They would say something hateful. 

I was so young, I couldn’t comprehend why they were hurting me for no reason. 

I had so much love to give and they would bat it away. I was drowning in rejection. 

No matter how I reacted to the bullying they would roll their eyes and say, “Wow. OK, Perry…don’t make such a big deal about it.”

My feelings were too big for them, my pain too great. I made myself smaller and smaller so I could disappear. 

I started wearing zip-ups to hide my body in school every day. Then I started wearing black. More black. All black. I never wore my hair down- it made me feel too exposed, too embodied.

I was a big beating heart and I was bleeding. 

I couldn’t breathe. I was afraid to speak. I didn’t want anyone to notice me.

I felt as if everything I would say would definitely be held against me in some way.

I felt awkward and humongous in comparison and unbearably self-conscious. 

I was picking my skin, which led to deepened shame, which simply intensified this cycle. 

All I had wanted was friendship. Instead, I found myself hiding away so they couldn’t find me. 

I endured this for far too many years.

At a certain point whatever friends I had stopped talking to me. 

They passed me by in the halls as if they didn’t see me. It broke my heart.

I lost my uncle and my grandfather within two months of each other and my family was deep in grief. 

I was cast adrift with little hope for a rescue. 

I was barely making it through the year. 

Every day I would try to smile, to stay positive, and raise myself up. Underneath all my suffering, my natural state is joyful and I was desperately trying to channel that. What my school saw was someone who was faking her pain. 

Near the end of the year, one of my classmates was harassing another student, and I had the audacity to tell him to knock it off. He brazenly stood up in front of the entire class and it felt like he proceeded to projectile vomit every insecurity I ever had at me. He yelled across that classroom that no one liked me, that if I never came back to school no one would notice, and that I should just kill myself already. 

I stood there frozen and flushed. 

The room was silent, my classmates had nothing to say. 

I had no words. 

I looked over at the teacher and I stuttered in astonishment. The teacher responded, “Perry, you need to calm down.”

No one was going to help me. 

I stormed out of the classroom, turned on the water in the bathroom sink. 

I decided then, right then, that I was done. That I refuse. I looked at my flushed face. My desperate, devastated, desolate soul, staring at my reflection in the mirror. My bloodshot, fed-up, tear-filled eyes. 

I made the decision that I was outta here. I was going to leave my school.

Any last bit of hope of things getting better was over. It felt like there was nothing I could do to improve the situation at school.

I decided to give up in order to have a new start. 

From then on, things started to shift. In 11th grade we were encouraged to begin looking at colleges. I connected with an amazing advisor in the admissions office of a photography school in Santa Barbara, California. She told me I was an excellent candidate for the school and she was impressed with my talent. 

Then she paused for a moment, understanding the magnitude of her next words, and said I could be accepted into the program as early as August if I passed my CHSPE (High School Diploma Equivalent) and interview.

Right there in my lap landed a radically new option.
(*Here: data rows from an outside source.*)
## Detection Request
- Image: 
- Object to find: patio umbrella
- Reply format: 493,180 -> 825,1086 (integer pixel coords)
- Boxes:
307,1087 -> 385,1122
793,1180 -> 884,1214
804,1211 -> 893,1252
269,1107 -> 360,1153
An opportunity of my dreams, wrapped in purple paper and gold ribbons, that I didn’t even imagine an hour before. Within weeks, I put my portfolio together, passed the exam, toured the campus, interviewed in Santa Barbara, had the best advocate in admissions ever, and got some funding and a grant. 

I had been touring with a local rock band as a photographer and a few days before my 17th birthday I got accepted into the program. My devastated, broken-hearted tears now evolved to overwhelming gratitude. 

Out of the Heavens came an unexpected option. I deferred the program and went to Israel for the year. I made new friends and was in the literal and metaphorical mosh pit with exactly the right people. I had incredible teachers and mentors that changed my life. 

I can draw fields of sunflowers carefully in a perfect line representing the people and experiences I had that first year that aligned to connect me to my husband four years later. We got married and created a beautiful life and family together. 

My children are the same ages now as I was when I experienced bullying in school. I was once just as young and sweet and innocent. 

I look at them and I know that no one deserves to be hurt the way that I was hurt. That we are so vulnerable when we are young, and we deserve to feel safe and seen in our environments. 

Now as a parent, I see that I can teach my children how to interact with others. To be careful with our words. To be inclusive. To be kind.

I am always discussing this with my children. Educating them about what it means to be a friend. How our words and actions matter. That we impact the people around us. 

I had a special teacher who taught me that writing could be used as a tool for self-expression. When I was in my darkest moments he taught me that putting my feelings and thoughts down on paper could help me get in touch with what was going on inside of me. I encourage my children to write; to journal and write for a couple of minutes a day to express what they need to say. 

I tell them that there are people who will read. People who care. People who will listen. 

For years I pulled myself out of my pain by putting pen to paper. I have written my stories through the years, processing and gaining perspective. 

Now, I am finally ready to share them.